All’inizio ho dovuto fare diversi esperimenti, le foto che vedi sono il risultato di un anno di lavoro, ho dovuto generare centinaia o migliaia di foto prima.
Ce n’è una che ti ha colpito di più?
Direi di no, non ne ho una preferita.
E invece una foto che ti ha fatto impressione, che non avresti voluto vedere?
Nemmeno. All’inizio è stata un'esperienza emotiva di un certo tipo, poi, continuando a lavorarci, e traslando necessariamente il discorso sul piano più propriamente artistico, ho acquisito una distanza dal lato più strettamente personale.
Ecco, allargando un po’ lo sguardo. Quali applicazioni potrebbero avere in futuro?
In realtà non ne ho idea.
Non ci hai pensato? Non so a me vengono in mente rischi legati alla disinformazione, alle fake news, penso ai negazionisti.
Credo che le immagini di per sé non siano mai credibili, è sempre la fonte che dà valore, le foto hanno già perso autorevolezza. Magari aumenta una tendenza che comunque era già ampiamente presente, da anni le fotografie sono manipolabili, ma più in generale l’immagine da sola non ha alcun valore documentale.
Sì, ma i nuovi software sono più semplici da utilizzare e chiunque in poco tempo sarà in grado di realizzare immagini false che sembrano vere. A me questo sembra un cambiamento piuttosto rilevante.
Credo ci sarà – anzi, c’è già – un discredito generale verso le fonti visive. Personalmente non ritengo questo aspetto della questione così rilevante. Il mio uso dello strumento è più poetico e speculativo che critico in senso stretto.

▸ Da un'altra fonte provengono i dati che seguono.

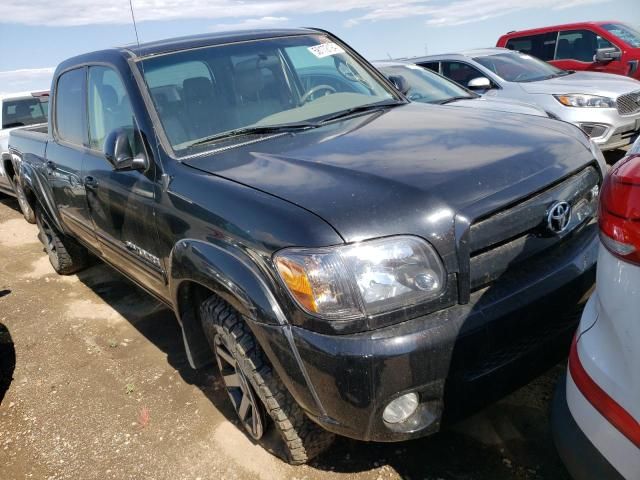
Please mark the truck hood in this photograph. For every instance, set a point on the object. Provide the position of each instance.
(605, 84)
(500, 105)
(408, 168)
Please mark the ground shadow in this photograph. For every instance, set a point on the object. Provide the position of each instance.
(158, 324)
(7, 356)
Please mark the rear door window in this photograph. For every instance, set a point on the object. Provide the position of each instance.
(542, 46)
(109, 106)
(70, 120)
(433, 66)
(580, 45)
(18, 112)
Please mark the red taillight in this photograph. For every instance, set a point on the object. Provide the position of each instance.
(601, 401)
(620, 210)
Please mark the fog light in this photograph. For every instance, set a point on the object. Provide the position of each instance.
(401, 408)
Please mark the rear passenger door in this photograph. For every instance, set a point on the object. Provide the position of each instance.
(121, 202)
(542, 46)
(65, 154)
(576, 50)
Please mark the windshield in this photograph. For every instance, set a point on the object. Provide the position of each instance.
(519, 67)
(421, 85)
(205, 92)
(20, 112)
(625, 33)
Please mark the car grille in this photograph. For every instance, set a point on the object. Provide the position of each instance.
(519, 234)
(628, 103)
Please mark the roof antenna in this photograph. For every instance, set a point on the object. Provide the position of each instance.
(135, 27)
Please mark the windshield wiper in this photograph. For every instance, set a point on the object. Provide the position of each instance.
(359, 109)
(454, 99)
(255, 130)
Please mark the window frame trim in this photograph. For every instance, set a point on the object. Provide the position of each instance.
(54, 114)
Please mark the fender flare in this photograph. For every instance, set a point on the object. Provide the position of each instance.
(232, 274)
(27, 175)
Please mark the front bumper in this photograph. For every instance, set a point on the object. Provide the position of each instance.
(457, 359)
(580, 456)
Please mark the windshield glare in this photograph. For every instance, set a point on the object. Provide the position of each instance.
(209, 91)
(20, 112)
(519, 67)
(625, 33)
(423, 85)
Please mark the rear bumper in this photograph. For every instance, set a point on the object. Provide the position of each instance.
(457, 360)
(580, 456)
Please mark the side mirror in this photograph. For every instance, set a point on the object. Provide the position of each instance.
(479, 83)
(607, 54)
(400, 83)
(119, 153)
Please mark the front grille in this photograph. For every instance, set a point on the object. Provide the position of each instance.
(518, 235)
(629, 103)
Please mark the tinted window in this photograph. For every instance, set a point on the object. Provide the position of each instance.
(433, 66)
(542, 46)
(579, 45)
(422, 85)
(625, 33)
(459, 72)
(519, 67)
(109, 105)
(18, 112)
(215, 91)
(70, 95)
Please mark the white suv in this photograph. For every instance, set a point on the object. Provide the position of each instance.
(596, 413)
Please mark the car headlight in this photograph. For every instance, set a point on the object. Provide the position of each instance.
(589, 101)
(362, 279)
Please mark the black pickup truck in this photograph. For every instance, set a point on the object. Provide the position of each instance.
(356, 264)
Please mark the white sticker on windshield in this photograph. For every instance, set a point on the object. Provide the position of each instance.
(326, 49)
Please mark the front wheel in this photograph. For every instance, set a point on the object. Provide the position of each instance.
(267, 411)
(65, 254)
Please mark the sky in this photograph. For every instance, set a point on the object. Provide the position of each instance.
(38, 34)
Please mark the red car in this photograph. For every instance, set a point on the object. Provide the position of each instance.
(609, 47)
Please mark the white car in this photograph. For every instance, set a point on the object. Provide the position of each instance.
(605, 106)
(596, 412)
(18, 110)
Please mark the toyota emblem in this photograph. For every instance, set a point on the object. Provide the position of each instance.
(559, 217)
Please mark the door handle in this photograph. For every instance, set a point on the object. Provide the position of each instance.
(90, 182)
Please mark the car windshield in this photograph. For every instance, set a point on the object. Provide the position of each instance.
(625, 33)
(421, 85)
(209, 94)
(20, 112)
(519, 67)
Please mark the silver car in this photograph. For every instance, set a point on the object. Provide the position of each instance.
(605, 106)
(424, 86)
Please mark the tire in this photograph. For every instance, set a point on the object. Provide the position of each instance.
(282, 426)
(65, 254)
(25, 208)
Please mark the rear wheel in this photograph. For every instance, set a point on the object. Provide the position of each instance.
(267, 411)
(27, 211)
(65, 254)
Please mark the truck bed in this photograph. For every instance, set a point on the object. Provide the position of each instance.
(31, 140)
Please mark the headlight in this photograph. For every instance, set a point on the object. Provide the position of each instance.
(590, 101)
(366, 278)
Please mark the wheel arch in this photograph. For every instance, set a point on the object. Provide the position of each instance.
(198, 269)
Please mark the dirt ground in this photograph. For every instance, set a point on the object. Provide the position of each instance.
(94, 384)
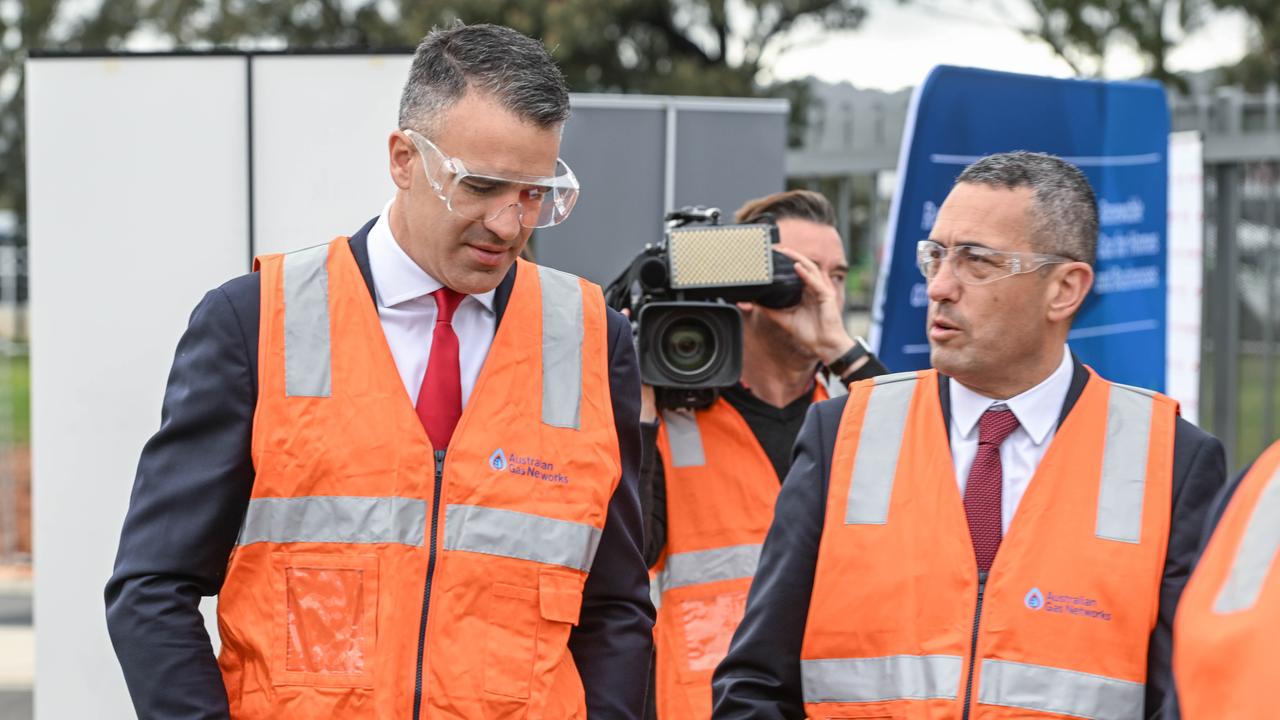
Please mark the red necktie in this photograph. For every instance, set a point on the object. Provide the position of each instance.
(982, 492)
(439, 400)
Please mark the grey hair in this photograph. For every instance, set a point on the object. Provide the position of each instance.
(512, 68)
(794, 204)
(1065, 212)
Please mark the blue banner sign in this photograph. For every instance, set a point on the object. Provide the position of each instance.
(1115, 132)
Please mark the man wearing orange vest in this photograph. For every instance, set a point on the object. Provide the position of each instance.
(405, 461)
(1229, 618)
(1004, 536)
(716, 473)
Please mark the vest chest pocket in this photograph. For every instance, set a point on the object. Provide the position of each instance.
(325, 619)
(529, 629)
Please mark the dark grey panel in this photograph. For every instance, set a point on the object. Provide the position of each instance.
(617, 155)
(725, 159)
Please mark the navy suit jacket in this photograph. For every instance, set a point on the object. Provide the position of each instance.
(760, 677)
(192, 490)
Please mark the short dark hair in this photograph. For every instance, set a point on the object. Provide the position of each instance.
(1065, 213)
(795, 204)
(511, 67)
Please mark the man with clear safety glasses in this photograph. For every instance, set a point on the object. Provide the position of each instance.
(405, 461)
(1002, 536)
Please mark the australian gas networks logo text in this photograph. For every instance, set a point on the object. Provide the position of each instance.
(526, 465)
(1060, 604)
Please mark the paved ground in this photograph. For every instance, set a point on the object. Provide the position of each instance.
(16, 705)
(17, 651)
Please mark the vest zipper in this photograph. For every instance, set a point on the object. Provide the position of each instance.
(973, 647)
(426, 589)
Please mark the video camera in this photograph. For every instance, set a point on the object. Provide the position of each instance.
(680, 295)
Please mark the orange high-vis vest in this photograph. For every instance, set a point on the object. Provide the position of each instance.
(1225, 637)
(378, 578)
(721, 491)
(900, 624)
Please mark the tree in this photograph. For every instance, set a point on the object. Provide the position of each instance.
(1082, 31)
(658, 46)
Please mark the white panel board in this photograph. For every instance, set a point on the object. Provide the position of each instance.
(1185, 270)
(320, 128)
(138, 205)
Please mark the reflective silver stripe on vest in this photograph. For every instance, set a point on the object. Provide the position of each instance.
(873, 679)
(334, 519)
(1063, 692)
(1123, 486)
(1256, 555)
(508, 533)
(872, 484)
(306, 323)
(702, 566)
(562, 347)
(685, 438)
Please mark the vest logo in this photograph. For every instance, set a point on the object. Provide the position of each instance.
(498, 460)
(528, 466)
(1060, 604)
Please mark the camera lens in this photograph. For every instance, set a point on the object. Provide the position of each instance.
(688, 346)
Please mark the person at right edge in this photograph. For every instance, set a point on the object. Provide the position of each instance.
(1228, 623)
(711, 477)
(1002, 536)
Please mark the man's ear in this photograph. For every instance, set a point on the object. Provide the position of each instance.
(402, 155)
(1069, 287)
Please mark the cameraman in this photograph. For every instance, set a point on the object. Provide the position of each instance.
(709, 478)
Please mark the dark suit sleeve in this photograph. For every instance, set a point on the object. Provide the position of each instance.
(759, 678)
(1200, 470)
(653, 493)
(190, 495)
(613, 642)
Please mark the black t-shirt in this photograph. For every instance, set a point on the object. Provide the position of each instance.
(775, 428)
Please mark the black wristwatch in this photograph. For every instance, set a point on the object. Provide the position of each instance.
(840, 365)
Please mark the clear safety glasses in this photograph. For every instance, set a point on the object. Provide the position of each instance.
(538, 201)
(979, 265)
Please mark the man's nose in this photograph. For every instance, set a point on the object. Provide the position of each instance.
(944, 286)
(506, 223)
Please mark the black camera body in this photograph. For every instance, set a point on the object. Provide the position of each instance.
(681, 296)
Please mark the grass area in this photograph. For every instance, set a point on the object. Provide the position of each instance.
(1252, 436)
(19, 399)
(16, 399)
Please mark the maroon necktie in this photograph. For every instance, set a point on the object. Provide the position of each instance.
(982, 492)
(439, 400)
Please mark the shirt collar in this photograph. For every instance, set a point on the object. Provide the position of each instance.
(1037, 409)
(397, 278)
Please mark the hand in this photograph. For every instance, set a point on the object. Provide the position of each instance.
(817, 323)
(648, 399)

Come ha reagito la tua famiglia dopo aver visto le foto create con l'IA?
Sapevano del procedimento che stavo portando avanti, ma non dei risultati finali, che hanno voluto vedere direttamente alla mostra a cura di Sineglossa (tra l'altro sarà visitabile a Palazzo Ducale, a Genova, fino al 5 dicembre) hanno apprezzato molto il lavoro quando lo hanno visto una volta finito.